Dr Yonadav Barry Ginat, Leverhulme-Peierls Fellow at the Rudolf Peierls Centre for Theoretical Physics at the Department of Physics, has been awarded the International Astronomical Union’s PhD Prize for Division D (high energy phenomena and fundamental physics). The award recognises remarkable PhD theses from the previous year.
Dr Ginat’s thesis, ‘Gravitational Waves and Non-Linear Phenomena in Gravitational Astrophysics’ investigates dynamical processes related to gravitational-wave sources. One example is the three-body problem, which is the interaction between a binary star system, for instance two black holes, and a third, lone black hole. While their motion is known to be chaotic and therefore essentially random, in his thesis Dr Ginat derived a formula for the probability distribution for this random behaviour – for the intermediate and final states of a three-body system.

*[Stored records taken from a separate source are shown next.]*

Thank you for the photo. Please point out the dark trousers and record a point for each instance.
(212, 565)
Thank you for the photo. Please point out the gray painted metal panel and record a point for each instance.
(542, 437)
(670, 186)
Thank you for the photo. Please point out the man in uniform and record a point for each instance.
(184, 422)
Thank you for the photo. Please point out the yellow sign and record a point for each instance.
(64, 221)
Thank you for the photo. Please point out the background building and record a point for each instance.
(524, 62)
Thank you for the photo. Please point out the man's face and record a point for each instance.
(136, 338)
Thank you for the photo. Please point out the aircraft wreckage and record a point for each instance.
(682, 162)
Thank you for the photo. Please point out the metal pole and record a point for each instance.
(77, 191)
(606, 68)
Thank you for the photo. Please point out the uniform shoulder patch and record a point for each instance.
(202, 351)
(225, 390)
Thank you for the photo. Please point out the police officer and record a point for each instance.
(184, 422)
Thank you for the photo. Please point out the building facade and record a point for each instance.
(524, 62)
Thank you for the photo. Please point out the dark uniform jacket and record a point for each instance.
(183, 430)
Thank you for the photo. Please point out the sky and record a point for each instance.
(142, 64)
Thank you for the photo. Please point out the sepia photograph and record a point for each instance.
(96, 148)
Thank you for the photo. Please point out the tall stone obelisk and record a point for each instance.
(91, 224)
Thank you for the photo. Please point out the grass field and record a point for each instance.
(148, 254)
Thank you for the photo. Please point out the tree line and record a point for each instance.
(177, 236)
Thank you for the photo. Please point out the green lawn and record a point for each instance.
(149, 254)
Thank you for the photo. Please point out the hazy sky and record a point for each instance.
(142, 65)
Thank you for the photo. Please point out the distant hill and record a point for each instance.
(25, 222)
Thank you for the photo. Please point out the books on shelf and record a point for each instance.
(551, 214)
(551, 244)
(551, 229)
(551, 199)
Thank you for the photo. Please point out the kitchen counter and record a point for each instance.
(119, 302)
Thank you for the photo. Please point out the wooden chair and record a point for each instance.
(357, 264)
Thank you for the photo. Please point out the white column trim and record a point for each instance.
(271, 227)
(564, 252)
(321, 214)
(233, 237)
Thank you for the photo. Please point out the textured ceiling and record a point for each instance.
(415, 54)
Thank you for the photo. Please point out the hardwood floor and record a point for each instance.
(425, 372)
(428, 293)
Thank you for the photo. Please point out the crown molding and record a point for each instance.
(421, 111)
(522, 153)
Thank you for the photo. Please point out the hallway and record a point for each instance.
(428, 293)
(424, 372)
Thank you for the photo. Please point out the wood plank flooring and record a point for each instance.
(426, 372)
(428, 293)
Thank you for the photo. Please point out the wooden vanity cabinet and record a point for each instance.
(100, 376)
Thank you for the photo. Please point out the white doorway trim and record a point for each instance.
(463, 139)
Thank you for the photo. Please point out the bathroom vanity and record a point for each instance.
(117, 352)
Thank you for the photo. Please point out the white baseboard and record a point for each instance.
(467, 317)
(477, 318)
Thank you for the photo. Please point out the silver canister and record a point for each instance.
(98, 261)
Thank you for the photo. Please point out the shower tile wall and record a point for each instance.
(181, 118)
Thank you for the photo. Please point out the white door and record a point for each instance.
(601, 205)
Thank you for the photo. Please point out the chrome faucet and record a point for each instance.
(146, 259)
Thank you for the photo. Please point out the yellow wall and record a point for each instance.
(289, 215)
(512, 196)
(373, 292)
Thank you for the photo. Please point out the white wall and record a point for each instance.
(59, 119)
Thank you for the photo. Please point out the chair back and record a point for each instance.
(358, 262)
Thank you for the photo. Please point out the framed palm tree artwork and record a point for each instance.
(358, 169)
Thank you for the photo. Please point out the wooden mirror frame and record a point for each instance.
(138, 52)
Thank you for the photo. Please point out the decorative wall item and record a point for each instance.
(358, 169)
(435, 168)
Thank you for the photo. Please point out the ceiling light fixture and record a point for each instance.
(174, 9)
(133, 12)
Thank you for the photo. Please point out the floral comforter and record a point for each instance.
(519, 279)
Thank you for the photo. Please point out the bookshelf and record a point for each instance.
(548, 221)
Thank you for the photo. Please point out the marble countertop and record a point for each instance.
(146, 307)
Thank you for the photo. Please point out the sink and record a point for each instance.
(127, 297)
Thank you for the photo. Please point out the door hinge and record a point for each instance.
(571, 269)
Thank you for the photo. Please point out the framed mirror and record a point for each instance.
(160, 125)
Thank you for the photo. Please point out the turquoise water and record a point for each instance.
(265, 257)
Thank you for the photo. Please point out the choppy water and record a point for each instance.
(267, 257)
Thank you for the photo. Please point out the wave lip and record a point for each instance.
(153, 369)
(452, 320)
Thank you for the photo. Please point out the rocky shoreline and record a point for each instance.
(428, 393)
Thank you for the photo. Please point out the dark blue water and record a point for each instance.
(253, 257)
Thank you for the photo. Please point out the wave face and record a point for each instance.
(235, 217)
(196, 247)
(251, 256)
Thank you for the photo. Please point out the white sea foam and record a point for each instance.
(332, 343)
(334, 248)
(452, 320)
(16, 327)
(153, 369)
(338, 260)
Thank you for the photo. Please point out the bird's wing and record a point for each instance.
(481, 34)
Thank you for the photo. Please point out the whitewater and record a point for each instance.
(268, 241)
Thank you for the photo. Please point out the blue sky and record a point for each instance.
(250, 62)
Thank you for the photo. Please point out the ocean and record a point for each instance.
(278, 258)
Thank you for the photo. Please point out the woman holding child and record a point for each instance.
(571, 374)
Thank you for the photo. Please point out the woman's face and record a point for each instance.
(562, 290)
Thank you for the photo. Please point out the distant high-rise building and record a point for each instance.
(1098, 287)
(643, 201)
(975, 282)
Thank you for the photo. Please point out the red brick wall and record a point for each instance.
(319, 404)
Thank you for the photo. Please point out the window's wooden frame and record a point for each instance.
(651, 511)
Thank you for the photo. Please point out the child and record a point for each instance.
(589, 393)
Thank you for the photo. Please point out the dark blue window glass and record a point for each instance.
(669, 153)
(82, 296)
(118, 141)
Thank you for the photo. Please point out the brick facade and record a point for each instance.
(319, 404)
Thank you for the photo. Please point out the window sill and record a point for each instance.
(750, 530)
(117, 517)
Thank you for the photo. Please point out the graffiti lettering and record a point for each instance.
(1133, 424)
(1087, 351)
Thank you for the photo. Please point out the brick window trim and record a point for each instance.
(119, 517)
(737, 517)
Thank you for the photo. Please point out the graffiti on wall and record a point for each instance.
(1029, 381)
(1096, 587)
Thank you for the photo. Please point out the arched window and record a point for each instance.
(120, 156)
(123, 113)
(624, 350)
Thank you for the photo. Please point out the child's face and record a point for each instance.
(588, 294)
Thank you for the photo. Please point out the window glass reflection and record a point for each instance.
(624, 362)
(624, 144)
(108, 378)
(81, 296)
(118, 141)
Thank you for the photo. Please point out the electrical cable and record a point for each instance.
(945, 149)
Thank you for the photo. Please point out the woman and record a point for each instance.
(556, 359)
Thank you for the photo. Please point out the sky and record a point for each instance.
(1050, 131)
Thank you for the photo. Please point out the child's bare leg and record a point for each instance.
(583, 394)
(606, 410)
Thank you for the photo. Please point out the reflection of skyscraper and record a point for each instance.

This showed that it is highly probable that the final binary will be tighter than the original one, and he used it to derive the probability that a three-body interaction would end up with a black hole binary tight enough, that it will release its energy in gravitational waves and merge. In fact, three-body interactions are ubiquitous in any dynamical creation of binary black hole coalescences. Dr Ginat also studied the probability distribution of the gravitational-wave background fluctuations: going from individual sources to the cumulative signal of all gravitational-wave sources taken together. This distribution can be modelled as a random walk, with each wave seen as a complex number with an amplitude and a phase, ie one step of the walk. Using this formalism, he discovered general properties of this background, which remain true regardless of the specific properties of the sources.
As a laureate, Dr Ginat is invited to the IAU’s next general assembly that will take place in Cape Town in the summer where he will be invited to present his thesis work.
‘I am honoured that the IAU recognised my PhD work for this award,’ he comments. ‘I enjoyed doing theoretical astrophysics in my doctoral studies and am very happy to receive this prize.’